The Travelling Salesman Problem

The Travelling Salesman Problem (TSP) is a classic optimization problem within the field of operations research. It was first studied during the 1930s by several applied mathematicians and is one of the most intensively studied problems in OR.

The TSP describes a scenario where a salesman is required to travel between \(n\) cities. He wishes to travel to all locations exactly once and he must finish at his starting point. The order in which the cities are visited is not important but he wishes to minimize the distance traveled. This problem can be describes as a network, where the cities are represented by nodes which are connected by edges that carry a weight describing the time or distance it takes to travel between cities.

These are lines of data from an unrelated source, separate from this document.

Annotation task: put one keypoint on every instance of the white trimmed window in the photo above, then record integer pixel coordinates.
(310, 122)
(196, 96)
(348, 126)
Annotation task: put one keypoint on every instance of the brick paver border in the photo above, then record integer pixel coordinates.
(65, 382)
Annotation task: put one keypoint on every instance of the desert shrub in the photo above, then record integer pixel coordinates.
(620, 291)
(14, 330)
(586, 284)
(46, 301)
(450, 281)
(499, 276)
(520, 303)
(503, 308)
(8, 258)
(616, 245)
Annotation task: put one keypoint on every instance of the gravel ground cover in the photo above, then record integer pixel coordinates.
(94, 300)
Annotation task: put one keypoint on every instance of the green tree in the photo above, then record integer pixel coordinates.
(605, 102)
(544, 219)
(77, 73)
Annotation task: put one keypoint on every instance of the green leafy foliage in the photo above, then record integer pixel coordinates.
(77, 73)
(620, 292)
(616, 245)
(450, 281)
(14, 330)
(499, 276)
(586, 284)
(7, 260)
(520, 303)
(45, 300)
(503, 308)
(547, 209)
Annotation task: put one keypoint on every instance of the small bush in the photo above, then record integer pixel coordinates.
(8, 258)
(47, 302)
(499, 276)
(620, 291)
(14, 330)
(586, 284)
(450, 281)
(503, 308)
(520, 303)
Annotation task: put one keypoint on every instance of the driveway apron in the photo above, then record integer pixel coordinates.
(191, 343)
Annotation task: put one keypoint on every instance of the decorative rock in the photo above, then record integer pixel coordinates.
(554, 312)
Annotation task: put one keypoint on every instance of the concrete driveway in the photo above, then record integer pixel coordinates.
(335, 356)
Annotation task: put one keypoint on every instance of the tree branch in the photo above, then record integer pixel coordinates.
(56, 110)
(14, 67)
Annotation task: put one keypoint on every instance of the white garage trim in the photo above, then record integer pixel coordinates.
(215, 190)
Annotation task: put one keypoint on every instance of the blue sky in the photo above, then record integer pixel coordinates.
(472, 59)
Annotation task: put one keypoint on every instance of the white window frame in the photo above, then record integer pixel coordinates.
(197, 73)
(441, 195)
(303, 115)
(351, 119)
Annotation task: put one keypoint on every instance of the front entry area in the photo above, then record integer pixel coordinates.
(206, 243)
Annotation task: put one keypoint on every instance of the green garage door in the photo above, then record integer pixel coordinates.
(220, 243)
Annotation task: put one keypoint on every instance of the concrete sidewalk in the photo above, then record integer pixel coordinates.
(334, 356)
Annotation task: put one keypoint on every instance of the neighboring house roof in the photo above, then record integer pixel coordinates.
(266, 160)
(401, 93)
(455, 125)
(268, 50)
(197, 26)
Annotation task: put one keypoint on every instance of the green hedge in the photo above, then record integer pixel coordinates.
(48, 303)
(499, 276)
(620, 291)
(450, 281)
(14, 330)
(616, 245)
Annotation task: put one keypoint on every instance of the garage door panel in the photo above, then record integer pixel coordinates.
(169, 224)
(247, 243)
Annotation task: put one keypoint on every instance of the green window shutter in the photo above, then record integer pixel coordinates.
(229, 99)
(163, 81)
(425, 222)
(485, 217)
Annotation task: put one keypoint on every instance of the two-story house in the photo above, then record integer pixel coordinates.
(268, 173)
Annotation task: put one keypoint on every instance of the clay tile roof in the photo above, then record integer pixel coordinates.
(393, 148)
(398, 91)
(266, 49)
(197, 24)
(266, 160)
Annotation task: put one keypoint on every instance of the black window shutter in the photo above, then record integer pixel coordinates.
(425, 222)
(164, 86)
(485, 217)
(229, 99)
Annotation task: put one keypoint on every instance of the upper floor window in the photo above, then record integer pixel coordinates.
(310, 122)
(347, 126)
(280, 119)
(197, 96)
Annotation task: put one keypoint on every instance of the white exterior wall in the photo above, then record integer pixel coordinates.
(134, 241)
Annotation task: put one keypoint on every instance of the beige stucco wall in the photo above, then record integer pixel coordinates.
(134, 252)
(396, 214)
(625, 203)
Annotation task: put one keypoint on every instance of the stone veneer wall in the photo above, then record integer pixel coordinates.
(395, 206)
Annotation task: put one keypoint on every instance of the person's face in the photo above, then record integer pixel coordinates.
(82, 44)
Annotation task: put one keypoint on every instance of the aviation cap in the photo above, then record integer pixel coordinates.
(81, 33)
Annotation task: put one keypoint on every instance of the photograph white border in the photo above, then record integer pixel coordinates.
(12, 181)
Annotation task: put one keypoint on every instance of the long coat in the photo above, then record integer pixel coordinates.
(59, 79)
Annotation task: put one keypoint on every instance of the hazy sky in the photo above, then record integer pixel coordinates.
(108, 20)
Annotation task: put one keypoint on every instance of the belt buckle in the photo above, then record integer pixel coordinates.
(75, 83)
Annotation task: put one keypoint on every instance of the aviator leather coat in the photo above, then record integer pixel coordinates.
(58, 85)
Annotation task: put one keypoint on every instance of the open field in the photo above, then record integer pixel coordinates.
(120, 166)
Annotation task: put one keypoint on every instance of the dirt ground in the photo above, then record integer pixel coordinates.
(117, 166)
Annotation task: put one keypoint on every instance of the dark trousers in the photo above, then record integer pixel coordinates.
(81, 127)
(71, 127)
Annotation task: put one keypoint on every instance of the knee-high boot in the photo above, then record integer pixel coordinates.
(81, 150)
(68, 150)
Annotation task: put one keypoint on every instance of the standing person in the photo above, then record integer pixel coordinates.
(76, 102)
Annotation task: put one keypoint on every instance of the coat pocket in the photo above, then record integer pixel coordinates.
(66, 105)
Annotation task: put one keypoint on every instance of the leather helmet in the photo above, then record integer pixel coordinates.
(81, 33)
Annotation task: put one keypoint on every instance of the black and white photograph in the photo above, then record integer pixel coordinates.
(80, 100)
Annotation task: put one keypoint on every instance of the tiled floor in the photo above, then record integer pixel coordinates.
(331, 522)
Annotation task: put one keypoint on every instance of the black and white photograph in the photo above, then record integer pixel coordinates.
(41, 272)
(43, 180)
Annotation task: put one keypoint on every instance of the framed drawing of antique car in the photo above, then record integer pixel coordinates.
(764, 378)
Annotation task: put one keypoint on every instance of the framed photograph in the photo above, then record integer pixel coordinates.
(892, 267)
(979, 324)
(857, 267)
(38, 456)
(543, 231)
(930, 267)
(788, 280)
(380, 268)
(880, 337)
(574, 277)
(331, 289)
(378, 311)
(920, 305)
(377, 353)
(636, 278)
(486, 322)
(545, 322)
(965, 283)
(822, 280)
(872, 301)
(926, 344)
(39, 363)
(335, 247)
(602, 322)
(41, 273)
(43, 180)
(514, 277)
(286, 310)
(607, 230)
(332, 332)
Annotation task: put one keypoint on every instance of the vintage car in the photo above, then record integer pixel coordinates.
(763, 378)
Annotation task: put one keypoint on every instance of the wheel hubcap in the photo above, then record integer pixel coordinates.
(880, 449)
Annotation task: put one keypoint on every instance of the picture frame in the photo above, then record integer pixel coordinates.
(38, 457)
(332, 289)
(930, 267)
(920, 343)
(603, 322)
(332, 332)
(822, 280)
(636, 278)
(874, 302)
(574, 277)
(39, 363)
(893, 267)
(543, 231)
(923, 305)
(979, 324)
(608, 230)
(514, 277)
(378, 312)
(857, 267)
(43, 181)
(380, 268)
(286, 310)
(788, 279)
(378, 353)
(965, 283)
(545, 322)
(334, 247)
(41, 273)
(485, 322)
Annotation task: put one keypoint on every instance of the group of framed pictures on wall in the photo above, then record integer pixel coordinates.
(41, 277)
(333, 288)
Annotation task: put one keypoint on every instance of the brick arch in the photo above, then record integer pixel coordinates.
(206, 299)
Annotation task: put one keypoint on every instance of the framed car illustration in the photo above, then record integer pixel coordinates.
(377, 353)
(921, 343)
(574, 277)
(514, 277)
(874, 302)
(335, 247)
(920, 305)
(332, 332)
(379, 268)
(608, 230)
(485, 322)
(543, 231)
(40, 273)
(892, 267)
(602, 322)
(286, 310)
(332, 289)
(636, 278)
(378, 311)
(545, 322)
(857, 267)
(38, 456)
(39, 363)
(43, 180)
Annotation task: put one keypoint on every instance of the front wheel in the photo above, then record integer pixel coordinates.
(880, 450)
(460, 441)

This problem may sounds simple and using a brute force method in theory it is: calculate the time to transverse all possible routes and select the shortest. However, this is extremely time consuming and as the number of cities grows, brute force quickly becomes an infeasible method. A TSP with just 10 cities has 9! or 362,880 possible routes, far too many for any computer to handle in a reasonable time. The TSP is an NP-hard problem and so there is no polynomial-time algorithm that is known to efficiently solve every travelling salesman problem.

Because of how difficult the problem is to solve optimally we often look to heuristics or approximate methods for the TSP to improve speed in finding the solution and closeness to the optimal solution.

The TSP can be divided into two types: the asymmetric travelling salesman problem (ASTP) where the distance from A to B is different to that from B to A and the symmetric travelling salesman problem (STSP) where the distance from A to B is the same as from B to A. For example, the ASTP may arise in cities such as Lancaster where there are one-way roads that make travelling more varied. In this blog I will be focusing on the STSP and outline two of the most basic heuristic algorithms in which to solve them.

Nearest Neighbor Algorithm

One of the simplest algorithms for approximately solving the STSP is the nearest neighbor method, where the salesman always visits the nearest city. The process is as follows:

  1. Select a starting city.
  2. Find the nearest city to your current one and go there.
  3. If there are still cities not yet visited, repeat step 2. Else, return to the starting city.

Using the nearest neighbor algorithm on the below symmetric travelling salesman problem starting at city A, we would then travel to city B followed by D and C, returning back to A. This gives a total length of 18, which in this case is indeed optimal. However, the nearest neighbor algorithm does not always achieve optimality.

Figure 1

For example if we change the weight slightly:

Figure 2

The solution using the nearest neighbor algorithm starting again at A will result in the Route A -> C -> B -> D -> A, resulting in a route of weight 15. But this is not optimal. If we instead took the route A -> B -> D -> C -> A the weight would be 14, a slight improvement on that obtained by the algorithm. Therefore the algorithm achieved a sub-optimal result.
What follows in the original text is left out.